We could have used a little more wind, but let's not look a gift horse in the mouth.

Patti and I met Bill and Carol at the marina at 1 pm. Our plan was to bring some snacks on board, have a nice sail, then go for an early dinner. But just before we left, we both thought "shouldn't we be providing lunch?". So we stopped at Ray and Mike's and bought a super-size turkey grinder. Nice.

Leaving the dock was text book, and we were soon on our way. We raised sail out in the Sound, with Patti and Bill raising the main, and me rolling out the full Genny. The main still had a reef in from our last couple of sails, and Patti wanted to keep it.

We struck out,, sailing a bit east of south at about 3 knots, in about 6 knots of wind. The breeze was steady, and with the auto pilot, very relaxing. We had some wine and beer, snacks and the grinder.
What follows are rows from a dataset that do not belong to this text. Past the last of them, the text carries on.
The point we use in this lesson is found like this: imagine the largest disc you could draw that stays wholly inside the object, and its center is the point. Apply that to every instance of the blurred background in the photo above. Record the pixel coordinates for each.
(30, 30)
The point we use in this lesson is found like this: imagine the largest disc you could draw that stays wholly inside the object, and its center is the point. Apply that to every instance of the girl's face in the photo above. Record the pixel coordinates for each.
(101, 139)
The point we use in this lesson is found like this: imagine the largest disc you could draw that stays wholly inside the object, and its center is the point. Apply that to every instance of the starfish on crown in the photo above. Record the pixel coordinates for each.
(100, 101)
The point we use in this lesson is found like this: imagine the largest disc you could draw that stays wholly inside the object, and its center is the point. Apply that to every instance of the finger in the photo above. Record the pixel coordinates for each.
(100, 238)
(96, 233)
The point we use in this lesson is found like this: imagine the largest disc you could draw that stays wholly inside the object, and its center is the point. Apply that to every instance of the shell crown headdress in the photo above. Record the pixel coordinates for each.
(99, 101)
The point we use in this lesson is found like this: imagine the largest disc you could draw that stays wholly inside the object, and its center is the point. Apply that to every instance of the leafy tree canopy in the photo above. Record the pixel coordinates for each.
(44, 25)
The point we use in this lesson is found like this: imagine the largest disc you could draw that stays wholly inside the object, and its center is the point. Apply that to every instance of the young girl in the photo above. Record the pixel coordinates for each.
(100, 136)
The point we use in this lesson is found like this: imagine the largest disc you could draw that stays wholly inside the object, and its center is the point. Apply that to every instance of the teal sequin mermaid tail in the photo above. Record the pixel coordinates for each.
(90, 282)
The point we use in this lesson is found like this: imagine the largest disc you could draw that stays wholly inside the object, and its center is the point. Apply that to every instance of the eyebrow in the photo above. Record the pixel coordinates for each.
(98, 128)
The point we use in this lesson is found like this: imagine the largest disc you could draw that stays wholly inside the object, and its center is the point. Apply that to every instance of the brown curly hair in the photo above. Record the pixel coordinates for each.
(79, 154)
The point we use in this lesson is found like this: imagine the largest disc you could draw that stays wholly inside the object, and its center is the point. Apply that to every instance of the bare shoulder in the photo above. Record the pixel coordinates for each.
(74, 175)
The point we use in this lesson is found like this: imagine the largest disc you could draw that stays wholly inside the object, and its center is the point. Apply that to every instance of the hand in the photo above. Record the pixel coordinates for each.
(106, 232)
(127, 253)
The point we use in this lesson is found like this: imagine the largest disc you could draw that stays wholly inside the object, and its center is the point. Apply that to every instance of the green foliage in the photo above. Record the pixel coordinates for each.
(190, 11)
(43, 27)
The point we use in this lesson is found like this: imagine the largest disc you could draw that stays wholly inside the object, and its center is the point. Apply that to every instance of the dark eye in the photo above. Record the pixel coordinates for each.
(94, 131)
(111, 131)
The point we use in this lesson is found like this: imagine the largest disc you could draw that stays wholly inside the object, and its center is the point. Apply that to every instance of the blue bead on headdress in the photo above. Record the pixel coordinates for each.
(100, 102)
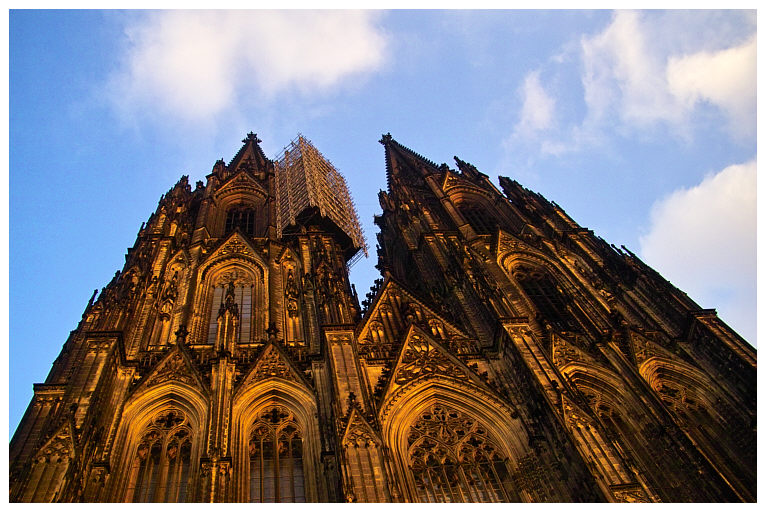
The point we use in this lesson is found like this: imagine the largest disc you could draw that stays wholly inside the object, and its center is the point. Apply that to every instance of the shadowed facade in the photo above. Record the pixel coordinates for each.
(506, 354)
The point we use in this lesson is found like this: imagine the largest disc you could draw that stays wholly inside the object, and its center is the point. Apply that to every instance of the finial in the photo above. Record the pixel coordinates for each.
(251, 136)
(181, 334)
(272, 331)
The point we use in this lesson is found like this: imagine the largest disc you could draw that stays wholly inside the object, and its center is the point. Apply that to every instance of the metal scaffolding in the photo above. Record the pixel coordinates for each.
(306, 179)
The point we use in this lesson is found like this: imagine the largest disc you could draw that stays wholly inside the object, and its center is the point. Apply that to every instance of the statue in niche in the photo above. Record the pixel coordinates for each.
(291, 294)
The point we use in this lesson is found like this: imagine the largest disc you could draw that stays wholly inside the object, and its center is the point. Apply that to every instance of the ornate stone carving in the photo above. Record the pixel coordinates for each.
(421, 358)
(173, 368)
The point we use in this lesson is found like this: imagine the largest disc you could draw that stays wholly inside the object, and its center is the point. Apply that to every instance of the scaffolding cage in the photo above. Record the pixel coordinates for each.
(305, 179)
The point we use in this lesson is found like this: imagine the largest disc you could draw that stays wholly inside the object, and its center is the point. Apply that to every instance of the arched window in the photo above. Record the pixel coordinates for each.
(547, 297)
(452, 459)
(236, 287)
(160, 468)
(242, 218)
(276, 458)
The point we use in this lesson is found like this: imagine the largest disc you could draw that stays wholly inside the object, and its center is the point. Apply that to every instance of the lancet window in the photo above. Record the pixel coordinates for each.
(242, 218)
(276, 458)
(453, 460)
(160, 469)
(483, 222)
(231, 288)
(547, 297)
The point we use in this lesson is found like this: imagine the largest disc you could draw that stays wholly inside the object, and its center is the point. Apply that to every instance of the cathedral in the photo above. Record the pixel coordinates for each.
(506, 354)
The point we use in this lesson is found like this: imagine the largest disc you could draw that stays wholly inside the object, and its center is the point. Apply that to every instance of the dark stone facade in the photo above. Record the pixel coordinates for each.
(506, 354)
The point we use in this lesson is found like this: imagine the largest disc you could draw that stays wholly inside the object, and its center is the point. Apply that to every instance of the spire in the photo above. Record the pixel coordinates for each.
(250, 155)
(405, 163)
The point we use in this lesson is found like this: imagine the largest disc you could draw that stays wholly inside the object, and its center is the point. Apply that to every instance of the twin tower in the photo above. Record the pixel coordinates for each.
(506, 354)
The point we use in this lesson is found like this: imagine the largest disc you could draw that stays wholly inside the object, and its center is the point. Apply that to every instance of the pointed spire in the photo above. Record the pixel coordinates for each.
(251, 136)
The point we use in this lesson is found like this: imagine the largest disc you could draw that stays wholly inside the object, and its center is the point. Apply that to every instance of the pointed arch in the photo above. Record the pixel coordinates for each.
(235, 262)
(47, 476)
(709, 417)
(155, 463)
(256, 440)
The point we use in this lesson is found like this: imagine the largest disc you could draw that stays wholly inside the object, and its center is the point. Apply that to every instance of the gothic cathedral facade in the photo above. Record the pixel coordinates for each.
(506, 355)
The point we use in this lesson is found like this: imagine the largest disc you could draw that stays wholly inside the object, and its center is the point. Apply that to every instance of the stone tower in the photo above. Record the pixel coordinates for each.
(506, 354)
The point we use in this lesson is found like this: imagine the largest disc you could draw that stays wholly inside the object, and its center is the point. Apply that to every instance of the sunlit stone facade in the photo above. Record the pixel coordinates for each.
(506, 354)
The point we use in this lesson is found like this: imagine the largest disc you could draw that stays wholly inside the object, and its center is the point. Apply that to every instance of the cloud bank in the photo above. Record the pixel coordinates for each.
(644, 71)
(537, 109)
(703, 240)
(194, 65)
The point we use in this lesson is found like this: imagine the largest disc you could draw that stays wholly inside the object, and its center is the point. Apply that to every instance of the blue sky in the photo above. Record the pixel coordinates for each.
(640, 124)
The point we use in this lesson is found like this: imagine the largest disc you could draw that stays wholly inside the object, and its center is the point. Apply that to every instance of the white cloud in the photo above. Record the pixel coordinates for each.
(622, 74)
(640, 70)
(703, 239)
(726, 78)
(537, 109)
(197, 64)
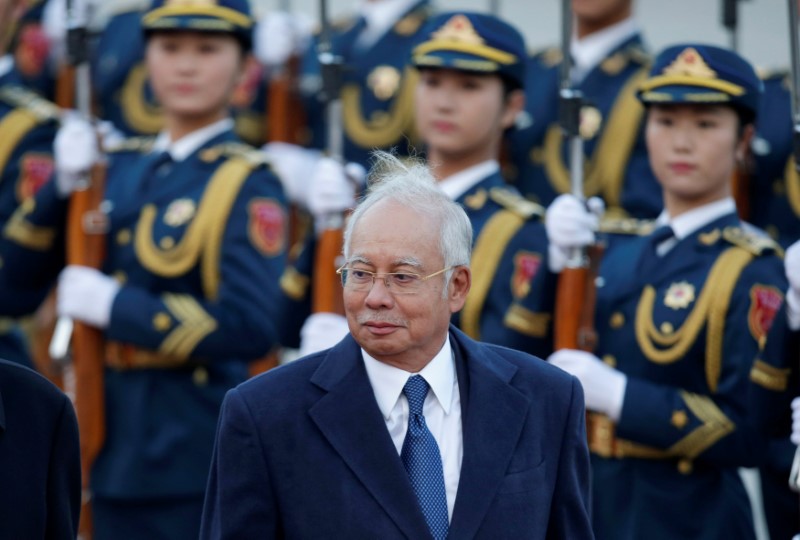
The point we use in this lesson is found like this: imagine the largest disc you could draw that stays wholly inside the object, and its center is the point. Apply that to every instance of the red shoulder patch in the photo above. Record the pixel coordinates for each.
(765, 301)
(267, 226)
(526, 265)
(34, 171)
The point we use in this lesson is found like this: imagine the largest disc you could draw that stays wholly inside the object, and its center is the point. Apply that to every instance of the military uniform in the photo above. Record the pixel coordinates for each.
(685, 331)
(28, 123)
(123, 94)
(774, 193)
(377, 89)
(617, 168)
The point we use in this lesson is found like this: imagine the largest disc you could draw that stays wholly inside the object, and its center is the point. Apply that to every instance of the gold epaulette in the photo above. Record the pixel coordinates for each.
(132, 144)
(551, 56)
(20, 97)
(516, 203)
(639, 227)
(752, 241)
(252, 156)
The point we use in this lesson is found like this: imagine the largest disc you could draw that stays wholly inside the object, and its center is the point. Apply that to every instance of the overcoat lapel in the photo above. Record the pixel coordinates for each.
(349, 418)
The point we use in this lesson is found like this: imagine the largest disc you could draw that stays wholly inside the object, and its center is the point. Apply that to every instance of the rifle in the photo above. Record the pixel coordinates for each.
(575, 293)
(86, 227)
(740, 183)
(327, 296)
(794, 44)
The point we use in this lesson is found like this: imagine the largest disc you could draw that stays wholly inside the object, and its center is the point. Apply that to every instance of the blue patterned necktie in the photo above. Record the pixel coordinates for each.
(423, 462)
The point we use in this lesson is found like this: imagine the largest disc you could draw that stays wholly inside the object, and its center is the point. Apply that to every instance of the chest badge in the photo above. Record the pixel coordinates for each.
(384, 82)
(679, 295)
(179, 212)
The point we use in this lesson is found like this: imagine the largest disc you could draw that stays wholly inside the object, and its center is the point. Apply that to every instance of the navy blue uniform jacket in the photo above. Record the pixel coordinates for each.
(40, 469)
(303, 452)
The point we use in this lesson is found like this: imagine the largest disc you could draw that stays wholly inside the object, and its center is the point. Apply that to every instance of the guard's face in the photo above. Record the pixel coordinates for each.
(461, 114)
(403, 330)
(693, 151)
(193, 74)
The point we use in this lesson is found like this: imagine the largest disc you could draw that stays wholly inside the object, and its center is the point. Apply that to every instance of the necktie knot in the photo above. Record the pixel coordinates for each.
(416, 389)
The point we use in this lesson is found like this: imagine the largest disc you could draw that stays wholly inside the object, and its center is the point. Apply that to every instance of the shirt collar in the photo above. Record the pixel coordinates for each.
(388, 381)
(382, 15)
(590, 50)
(457, 184)
(187, 145)
(693, 220)
(6, 64)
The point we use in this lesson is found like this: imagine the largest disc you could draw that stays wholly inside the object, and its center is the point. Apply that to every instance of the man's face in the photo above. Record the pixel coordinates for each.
(403, 330)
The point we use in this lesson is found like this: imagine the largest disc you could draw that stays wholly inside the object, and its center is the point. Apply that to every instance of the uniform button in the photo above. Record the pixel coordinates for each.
(124, 237)
(200, 376)
(617, 320)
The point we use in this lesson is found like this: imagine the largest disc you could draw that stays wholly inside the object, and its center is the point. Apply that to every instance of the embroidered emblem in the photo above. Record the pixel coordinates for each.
(679, 295)
(526, 265)
(591, 120)
(179, 212)
(765, 301)
(458, 28)
(384, 82)
(689, 62)
(476, 200)
(35, 170)
(266, 226)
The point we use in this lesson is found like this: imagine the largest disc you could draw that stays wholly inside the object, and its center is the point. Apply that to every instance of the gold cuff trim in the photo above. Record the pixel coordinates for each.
(194, 325)
(527, 322)
(689, 80)
(770, 377)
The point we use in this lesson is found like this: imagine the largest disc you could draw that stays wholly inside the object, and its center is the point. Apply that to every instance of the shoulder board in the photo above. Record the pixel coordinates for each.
(751, 240)
(630, 226)
(251, 155)
(22, 98)
(551, 56)
(515, 203)
(132, 144)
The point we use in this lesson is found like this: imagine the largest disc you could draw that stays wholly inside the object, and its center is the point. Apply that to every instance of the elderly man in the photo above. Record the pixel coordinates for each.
(406, 428)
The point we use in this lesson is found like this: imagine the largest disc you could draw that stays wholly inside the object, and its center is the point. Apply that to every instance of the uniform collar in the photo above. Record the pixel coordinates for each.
(457, 184)
(592, 49)
(388, 381)
(187, 145)
(694, 220)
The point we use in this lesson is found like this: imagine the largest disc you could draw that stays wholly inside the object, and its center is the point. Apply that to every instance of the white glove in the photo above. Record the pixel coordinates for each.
(86, 295)
(322, 331)
(75, 151)
(333, 188)
(796, 421)
(603, 386)
(791, 263)
(570, 224)
(294, 166)
(278, 35)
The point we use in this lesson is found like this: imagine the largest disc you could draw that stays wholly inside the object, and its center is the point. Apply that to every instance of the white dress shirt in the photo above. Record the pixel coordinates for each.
(442, 409)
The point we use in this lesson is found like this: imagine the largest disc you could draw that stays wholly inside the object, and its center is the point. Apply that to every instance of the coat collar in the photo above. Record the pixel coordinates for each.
(484, 379)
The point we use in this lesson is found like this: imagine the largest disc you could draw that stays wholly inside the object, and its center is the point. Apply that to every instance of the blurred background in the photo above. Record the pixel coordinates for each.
(763, 29)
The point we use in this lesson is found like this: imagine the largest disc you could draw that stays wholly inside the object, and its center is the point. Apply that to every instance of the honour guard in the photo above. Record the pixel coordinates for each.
(683, 308)
(609, 62)
(195, 227)
(471, 72)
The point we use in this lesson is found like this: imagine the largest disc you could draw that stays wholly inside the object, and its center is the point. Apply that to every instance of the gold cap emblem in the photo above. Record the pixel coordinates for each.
(690, 63)
(458, 28)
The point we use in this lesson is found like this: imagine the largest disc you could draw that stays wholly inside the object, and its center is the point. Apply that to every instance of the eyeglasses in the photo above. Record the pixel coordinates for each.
(356, 279)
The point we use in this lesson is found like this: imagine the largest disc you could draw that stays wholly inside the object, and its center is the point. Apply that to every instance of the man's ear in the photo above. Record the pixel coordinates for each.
(458, 287)
(515, 104)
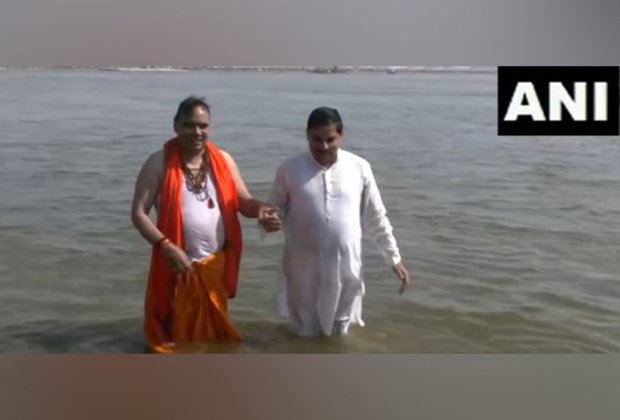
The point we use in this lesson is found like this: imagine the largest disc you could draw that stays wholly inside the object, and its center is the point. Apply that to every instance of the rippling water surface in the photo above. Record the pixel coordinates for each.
(513, 243)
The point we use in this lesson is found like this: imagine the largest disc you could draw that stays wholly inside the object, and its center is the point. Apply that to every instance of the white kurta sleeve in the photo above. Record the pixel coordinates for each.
(279, 193)
(375, 221)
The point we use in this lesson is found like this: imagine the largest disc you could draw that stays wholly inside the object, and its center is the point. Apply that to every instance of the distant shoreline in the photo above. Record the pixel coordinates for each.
(266, 69)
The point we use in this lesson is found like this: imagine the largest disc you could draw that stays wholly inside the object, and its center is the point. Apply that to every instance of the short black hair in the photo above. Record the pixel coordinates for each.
(323, 116)
(187, 106)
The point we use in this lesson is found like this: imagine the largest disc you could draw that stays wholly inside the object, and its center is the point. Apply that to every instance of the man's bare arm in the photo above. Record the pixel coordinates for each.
(146, 191)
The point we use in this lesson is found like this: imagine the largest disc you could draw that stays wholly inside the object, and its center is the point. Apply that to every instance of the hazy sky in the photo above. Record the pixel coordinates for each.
(318, 32)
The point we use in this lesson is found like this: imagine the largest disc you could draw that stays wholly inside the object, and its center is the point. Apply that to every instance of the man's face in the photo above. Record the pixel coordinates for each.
(324, 143)
(194, 130)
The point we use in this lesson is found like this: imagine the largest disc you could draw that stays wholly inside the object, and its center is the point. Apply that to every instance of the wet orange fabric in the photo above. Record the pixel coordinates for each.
(160, 296)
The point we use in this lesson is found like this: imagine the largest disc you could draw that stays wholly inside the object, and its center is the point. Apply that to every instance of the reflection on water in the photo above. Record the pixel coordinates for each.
(513, 243)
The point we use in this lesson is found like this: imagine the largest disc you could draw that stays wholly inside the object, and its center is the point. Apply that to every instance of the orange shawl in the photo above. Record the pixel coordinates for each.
(161, 283)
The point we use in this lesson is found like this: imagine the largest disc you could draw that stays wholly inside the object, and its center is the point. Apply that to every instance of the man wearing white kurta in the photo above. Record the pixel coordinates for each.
(326, 196)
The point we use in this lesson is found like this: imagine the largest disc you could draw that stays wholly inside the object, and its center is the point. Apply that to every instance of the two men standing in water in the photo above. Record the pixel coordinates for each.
(323, 198)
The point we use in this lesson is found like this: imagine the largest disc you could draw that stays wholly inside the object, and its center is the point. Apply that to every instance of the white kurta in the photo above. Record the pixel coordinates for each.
(324, 211)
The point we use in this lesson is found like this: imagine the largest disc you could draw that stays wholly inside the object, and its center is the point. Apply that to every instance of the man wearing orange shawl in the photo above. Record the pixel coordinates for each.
(197, 241)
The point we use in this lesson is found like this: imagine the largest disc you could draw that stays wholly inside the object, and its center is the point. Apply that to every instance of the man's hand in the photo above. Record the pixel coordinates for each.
(180, 265)
(403, 274)
(268, 219)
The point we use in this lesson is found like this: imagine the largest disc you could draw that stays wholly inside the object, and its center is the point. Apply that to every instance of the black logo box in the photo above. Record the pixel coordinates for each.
(508, 77)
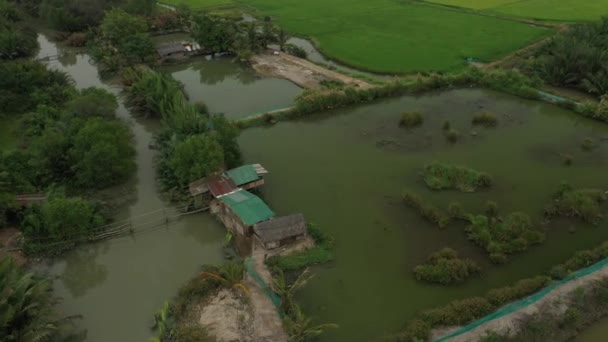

And sailed on. Even Patti agreed that we should shake out the reef, so we did after about a half hour.

Past Branford Reef we went, with Long Island getting clearer on the horizon. After a couple of hours, we decided to turn back. I checked, and we were over 6 miles from the Branford Town Dock, according to the GPS. Our ETA in the dying breeze was calculated to be about 6 pm.

After about an hour of slow sailing (about 2 knots), Patti suggested we start the engine so we could get to Lenny's (our restaurant of choice ) before the big rush.

At 5.5 knots under power, we made short work of the trip back, getting to the dock around 5:30. We hit Lenny's at a good time; it was an hour wait to sit outside (our first choice), but we were seated inside immediately.

We split the coconut shrimp and some cherrystones to start. Really good stuff.

I had an early morning on Sunday (meeting Lily in the city for One Day U.), and Bill and Carol had a long drive back to Boston, so it was an early night.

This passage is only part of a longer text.